Please also note that this group is NOT for discussing or making plans for the future of the PCA, as conservatives clearly cannot affect that in any meaningful way. It is merely for discussing our future and that of our congregations.

To join, please go to pcaconservatives : PCA Conservatives
or send an email to: [email protected] 

Your Servant in Christ,

Andy


----------



## Soonerborn (Jul 3, 2010)

Pastor Webb. I assume you were at GA? Can you tell me the general thoughts of the "conservative" TEs and REs at GA in light of what happened? Is a church split inevitable?


----------



## VictorBravo (Jul 3, 2010)

Moderation

I'm not Presbyterian, so maybe I should be the one to jump in. Let's not discuss the prospects of church splits here. For one thing, I think it is very premature and is apt to lead to rumor mongering.

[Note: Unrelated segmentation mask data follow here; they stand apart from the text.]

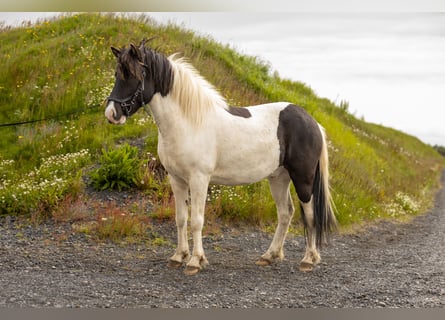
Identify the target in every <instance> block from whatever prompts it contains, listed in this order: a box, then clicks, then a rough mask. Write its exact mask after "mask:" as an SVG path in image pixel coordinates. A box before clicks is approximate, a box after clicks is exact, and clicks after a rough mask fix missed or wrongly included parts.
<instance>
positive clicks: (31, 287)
mask: <svg viewBox="0 0 445 320" xmlns="http://www.w3.org/2000/svg"><path fill="white" fill-rule="evenodd" d="M442 183H443V185H445V175H444V176H443V177H442ZM70 228H71V227H70V225H68V224H67V225H64V224H52V223H47V224H42V225H39V226H32V225H29V224H28V225H26V224H21V223H19V222H18V221H15V220H14V219H10V218H2V219H1V222H0V270H1V273H0V287H1V288H2V290H0V307H5V306H6V307H73V308H77V307H105V308H106V307H292V308H294V307H319V306H323V307H445V189H442V190H441V191H440V192H439V193H438V194H437V199H436V205H435V207H434V209H433V210H431V212H429V213H427V214H426V215H423V216H420V217H418V218H416V219H414V220H413V221H412V222H411V223H409V224H395V223H391V222H381V223H378V224H376V225H374V226H372V227H369V228H367V229H366V230H365V231H362V232H359V233H356V234H354V235H337V236H334V238H333V239H332V243H331V245H330V246H328V247H326V248H324V249H323V250H322V252H321V254H322V263H321V264H320V265H319V266H318V267H317V268H316V269H315V270H314V271H313V272H312V273H301V272H299V271H298V264H299V261H300V259H301V258H302V256H303V250H304V239H303V238H302V237H299V236H289V237H288V238H287V241H286V245H285V250H286V252H285V253H286V260H285V261H283V262H282V263H280V264H277V265H273V266H270V267H258V266H256V265H255V261H256V259H257V258H258V257H259V256H260V255H261V254H262V253H263V252H264V251H265V250H266V249H267V247H268V245H269V243H270V240H271V237H272V235H271V234H267V233H263V232H258V231H257V230H253V229H243V230H237V229H227V230H225V231H224V232H223V233H222V234H220V235H218V236H214V237H208V238H205V239H204V246H205V249H206V254H207V258H208V260H209V262H210V266H209V267H208V268H207V269H205V270H204V271H203V272H201V273H199V274H198V275H196V276H192V277H188V276H185V275H184V274H183V272H182V270H172V269H168V268H167V267H166V261H167V259H168V257H169V256H170V255H171V254H172V253H173V250H174V249H173V248H172V247H170V246H157V247H155V246H149V245H145V244H138V245H119V244H112V243H97V242H94V241H92V240H90V239H88V238H87V237H86V236H85V235H82V234H75V233H73V232H71V231H70V230H71V229H70ZM159 230H160V231H159V232H160V233H161V234H164V236H165V237H166V238H168V239H170V240H171V241H172V242H173V243H174V242H175V240H174V239H175V227H174V225H172V223H169V222H165V223H163V224H162V225H160V226H159Z"/></svg>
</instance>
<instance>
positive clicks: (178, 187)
mask: <svg viewBox="0 0 445 320" xmlns="http://www.w3.org/2000/svg"><path fill="white" fill-rule="evenodd" d="M169 180H170V185H171V187H172V190H173V194H174V196H175V207H176V218H175V219H176V227H177V234H178V246H177V248H176V252H175V254H174V255H173V256H172V257H171V258H170V260H169V263H168V265H169V267H172V268H179V267H180V266H182V264H183V263H184V262H185V261H186V260H187V259H188V257H189V244H188V239H187V219H188V205H187V201H188V190H189V189H188V185H187V183H186V182H184V181H183V180H182V179H179V178H176V177H174V176H171V175H169Z"/></svg>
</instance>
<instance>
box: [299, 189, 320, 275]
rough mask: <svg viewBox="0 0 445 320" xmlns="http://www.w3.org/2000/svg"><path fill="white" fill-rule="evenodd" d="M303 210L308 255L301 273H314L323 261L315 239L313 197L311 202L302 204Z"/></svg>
mask: <svg viewBox="0 0 445 320" xmlns="http://www.w3.org/2000/svg"><path fill="white" fill-rule="evenodd" d="M301 208H302V213H301V214H302V215H303V220H304V225H305V229H306V253H305V255H304V257H303V260H301V262H300V271H303V272H308V271H312V270H313V269H314V266H315V265H316V264H318V263H319V262H320V260H321V259H320V254H319V253H318V250H317V246H316V239H315V225H314V206H313V197H311V199H310V200H309V202H301Z"/></svg>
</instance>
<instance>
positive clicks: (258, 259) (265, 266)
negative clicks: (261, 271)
mask: <svg viewBox="0 0 445 320" xmlns="http://www.w3.org/2000/svg"><path fill="white" fill-rule="evenodd" d="M255 264H256V265H257V266H260V267H266V266H270V265H271V264H272V262H271V261H270V260H268V259H265V258H259V259H258V260H257V261H256V262H255Z"/></svg>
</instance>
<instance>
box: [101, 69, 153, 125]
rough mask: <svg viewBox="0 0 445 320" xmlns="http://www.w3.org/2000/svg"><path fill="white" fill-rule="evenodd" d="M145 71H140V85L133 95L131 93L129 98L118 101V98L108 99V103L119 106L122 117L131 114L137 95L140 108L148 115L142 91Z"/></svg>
mask: <svg viewBox="0 0 445 320" xmlns="http://www.w3.org/2000/svg"><path fill="white" fill-rule="evenodd" d="M145 75H146V73H145V69H144V71H142V81H141V84H140V85H139V86H138V88H137V89H136V91H135V93H133V94H132V95H131V96H129V97H126V98H123V99H120V98H114V97H111V96H110V97H108V98H107V100H108V101H114V102H117V103H119V104H120V106H121V108H122V113H123V114H124V116H126V117H129V116H130V114H131V113H132V112H133V108H134V105H135V104H136V99H137V98H138V96H139V95H141V102H142V106H143V107H144V109H145V111H146V112H147V113H148V111H147V109H146V103H145V102H144V90H145Z"/></svg>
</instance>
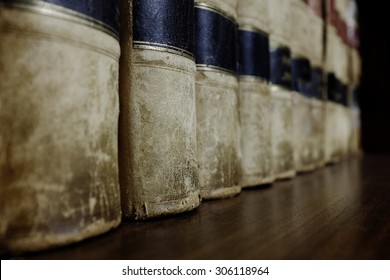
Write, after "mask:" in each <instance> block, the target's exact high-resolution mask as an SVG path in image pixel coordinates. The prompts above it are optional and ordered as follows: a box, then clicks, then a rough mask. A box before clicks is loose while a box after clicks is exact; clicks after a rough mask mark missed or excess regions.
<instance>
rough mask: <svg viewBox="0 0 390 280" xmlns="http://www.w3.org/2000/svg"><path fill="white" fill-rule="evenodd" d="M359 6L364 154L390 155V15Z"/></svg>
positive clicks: (362, 119)
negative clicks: (361, 70) (361, 64)
mask: <svg viewBox="0 0 390 280" xmlns="http://www.w3.org/2000/svg"><path fill="white" fill-rule="evenodd" d="M336 1H337V0H336ZM357 4H358V9H359V16H358V21H359V34H360V46H359V51H360V54H361V57H362V77H361V89H360V94H359V99H360V107H361V119H362V146H363V150H364V152H365V153H370V154H378V153H380V154H390V107H389V102H390V92H389V84H390V75H389V74H390V71H389V66H390V56H389V52H390V43H389V39H390V38H389V34H390V32H389V30H390V28H389V27H388V26H389V23H390V15H389V13H388V11H387V10H386V9H385V8H384V7H383V6H380V5H376V4H373V2H372V1H367V0H366V1H364V0H358V1H357Z"/></svg>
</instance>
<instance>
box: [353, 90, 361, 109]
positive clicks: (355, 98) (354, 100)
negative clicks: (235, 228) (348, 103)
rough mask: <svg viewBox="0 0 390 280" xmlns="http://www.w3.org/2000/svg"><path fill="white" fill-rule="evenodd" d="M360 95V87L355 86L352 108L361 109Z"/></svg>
mask: <svg viewBox="0 0 390 280" xmlns="http://www.w3.org/2000/svg"><path fill="white" fill-rule="evenodd" d="M359 94H360V86H354V87H353V89H352V106H353V107H356V108H359V107H360V104H359Z"/></svg>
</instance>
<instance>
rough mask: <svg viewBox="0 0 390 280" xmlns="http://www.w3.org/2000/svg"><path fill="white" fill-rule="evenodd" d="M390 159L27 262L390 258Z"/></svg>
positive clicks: (300, 178) (360, 165) (244, 194)
mask: <svg viewBox="0 0 390 280" xmlns="http://www.w3.org/2000/svg"><path fill="white" fill-rule="evenodd" d="M389 205H390V156H364V157H362V158H360V159H356V158H355V159H350V160H346V161H344V162H341V163H339V164H337V165H333V166H327V167H325V168H322V169H319V170H317V171H315V172H312V173H307V174H303V175H299V176H298V177H296V178H294V179H293V180H286V181H281V182H277V183H274V184H273V185H272V186H271V185H269V186H265V187H259V188H254V189H250V190H249V189H248V190H245V191H243V192H242V193H241V194H240V195H238V196H236V197H233V198H230V199H225V200H216V201H207V202H204V203H202V205H201V206H200V207H199V208H198V209H196V210H194V211H192V212H189V213H186V214H181V215H177V216H174V217H170V218H164V219H157V220H152V221H148V222H134V223H129V222H123V223H122V225H121V226H120V227H119V228H117V229H116V230H114V231H111V232H109V233H107V234H104V235H102V236H99V237H96V238H92V239H89V240H86V241H83V242H81V243H79V244H75V245H71V246H68V247H64V248H61V249H57V250H52V251H45V252H40V253H35V254H27V255H21V256H3V258H22V259H244V260H245V259H389V258H390V207H389Z"/></svg>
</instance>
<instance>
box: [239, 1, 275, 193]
mask: <svg viewBox="0 0 390 280" xmlns="http://www.w3.org/2000/svg"><path fill="white" fill-rule="evenodd" d="M237 10H238V22H239V112H240V121H241V151H242V159H241V185H242V186H243V187H249V186H256V185H260V184H266V183H270V182H272V181H273V180H274V178H273V170H272V148H271V112H272V108H271V98H270V93H269V87H268V81H269V36H268V22H267V16H268V3H267V1H265V0H245V1H239V3H238V8H237Z"/></svg>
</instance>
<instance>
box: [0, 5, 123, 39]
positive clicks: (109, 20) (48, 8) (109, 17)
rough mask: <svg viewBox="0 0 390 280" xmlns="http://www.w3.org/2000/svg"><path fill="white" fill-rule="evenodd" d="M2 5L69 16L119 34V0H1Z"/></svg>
mask: <svg viewBox="0 0 390 280" xmlns="http://www.w3.org/2000/svg"><path fill="white" fill-rule="evenodd" d="M0 5H4V6H8V7H17V8H21V9H25V10H30V11H34V12H37V13H41V14H50V15H52V16H57V17H62V18H67V19H68V20H72V21H77V22H79V23H84V24H87V25H89V26H92V27H94V28H95V29H100V30H102V31H104V32H106V33H108V34H110V35H112V36H114V37H115V38H117V39H118V36H119V0H114V1H111V0H96V1H94V3H93V5H92V4H91V1H89V0H80V1H74V0H1V1H0Z"/></svg>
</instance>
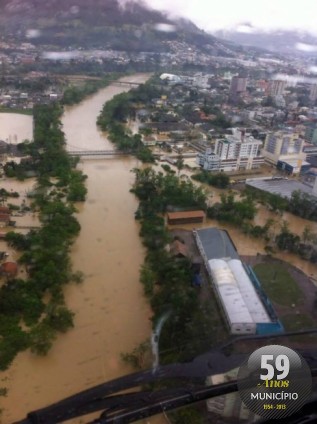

I am not shutting down conversation about what happened, but I don't think we want the PB to be forum for actually generating and spreading ecclesiastical controversy.


----------



## SEAGOON (Jul 4, 2010)

Hi All,

I'm not going to get into any debate or even discussion here on the PB, just posting this as information for interested members.

Sorry for any confusion.

Your Servant in Christ,

Andy Webb


----------



## ColdSilverMoon (Jul 4, 2010)

SEAGOON said:


> Dear Brothers,
> 
> *I have created a new Yahoo Group for Conservative Presbyterian Church in America (PCA) Teaching and Ruling Elders concerned about the leftward drift in the denomination. The group is designed for discussing whether we should remain in the denomination, leave for another denomination, or form a new denomination.*
> 
> ...


 
Well, this answers my question posed on the Heidel Blog about your strategy after your overture failed. Interesting to see the tone of divisiveness in an invitation to REs and TEs of the same denomination. I wonder if you (and others joining) have ever stopped to consider that you are too conservative rather than the PCA "drifting" too liberal.

Also interesting that this is posted under "Church Order," since there is nothing to do whatsoever with "order" (official or otherwise) in the PCA...


----------



## VictorBravo (Jul 4, 2010)

Thread is being left up for general information, closed to discussion.


----------